Alternatively, Ramachandra Guha argues in the introduction to the Penguin edition of the novel that Anand is ultimately ambivalent about Gandhi's policies, as evidenced by the conversations about public policy at the end of the novel.

Ben Conisbee Baer notes that Anand carefully frames the novel between 1933 and 1935: the former is inscribed at the end of the novel to mark the time in which it was written, while the latter year is the actual publication.
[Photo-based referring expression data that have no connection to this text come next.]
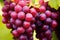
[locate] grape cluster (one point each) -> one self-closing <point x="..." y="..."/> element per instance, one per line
<point x="20" y="18"/>
<point x="23" y="20"/>
<point x="46" y="23"/>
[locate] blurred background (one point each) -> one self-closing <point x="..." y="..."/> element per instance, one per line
<point x="5" y="33"/>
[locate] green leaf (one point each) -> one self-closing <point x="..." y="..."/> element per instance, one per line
<point x="54" y="4"/>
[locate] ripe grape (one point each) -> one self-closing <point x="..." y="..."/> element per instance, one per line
<point x="54" y="24"/>
<point x="42" y="9"/>
<point x="26" y="24"/>
<point x="23" y="19"/>
<point x="18" y="22"/>
<point x="21" y="15"/>
<point x="33" y="12"/>
<point x="14" y="15"/>
<point x="12" y="5"/>
<point x="18" y="8"/>
<point x="29" y="17"/>
<point x="42" y="16"/>
<point x="48" y="13"/>
<point x="22" y="3"/>
<point x="20" y="30"/>
<point x="15" y="33"/>
<point x="26" y="9"/>
<point x="8" y="25"/>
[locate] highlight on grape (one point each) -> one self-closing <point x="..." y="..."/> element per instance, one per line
<point x="24" y="19"/>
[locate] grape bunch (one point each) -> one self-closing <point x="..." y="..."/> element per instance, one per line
<point x="24" y="19"/>
<point x="20" y="18"/>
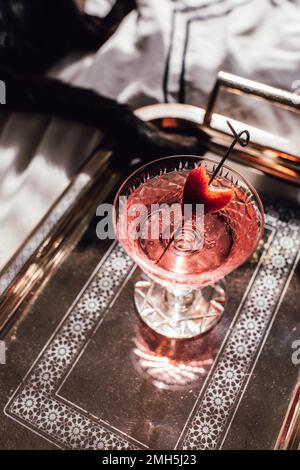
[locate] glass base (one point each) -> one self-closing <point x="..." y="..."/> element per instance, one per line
<point x="176" y="312"/>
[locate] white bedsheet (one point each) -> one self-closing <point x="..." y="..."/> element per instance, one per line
<point x="166" y="51"/>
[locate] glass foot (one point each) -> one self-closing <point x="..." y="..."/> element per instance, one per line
<point x="179" y="313"/>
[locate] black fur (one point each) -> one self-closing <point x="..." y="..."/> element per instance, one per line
<point x="34" y="34"/>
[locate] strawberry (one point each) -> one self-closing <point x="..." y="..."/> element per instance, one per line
<point x="197" y="190"/>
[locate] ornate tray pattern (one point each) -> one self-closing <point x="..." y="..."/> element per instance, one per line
<point x="36" y="404"/>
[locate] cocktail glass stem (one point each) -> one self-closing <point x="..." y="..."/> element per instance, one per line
<point x="177" y="312"/>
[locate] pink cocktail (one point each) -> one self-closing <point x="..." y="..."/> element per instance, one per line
<point x="180" y="295"/>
Untouchable is a diasporic anti-colonial novel that aims to contextualize the highly fraught politics of India to an Anglo audience, particularly Bloomsbury: "Anand, in trying to establish a counter-connection between colony and metropolis, charts a route which ultimately seeks to reveal what was left out in the 1931 pact between Gandhi and Irwin."

Anand himself cites the time he spent at Gandhi's Sabarmati Ashram in 1927 as a source of inspiration for the social protest novel, but he also suggests that by the time he composed Untouchable that he had left "philosophical systems—including humanism" behind.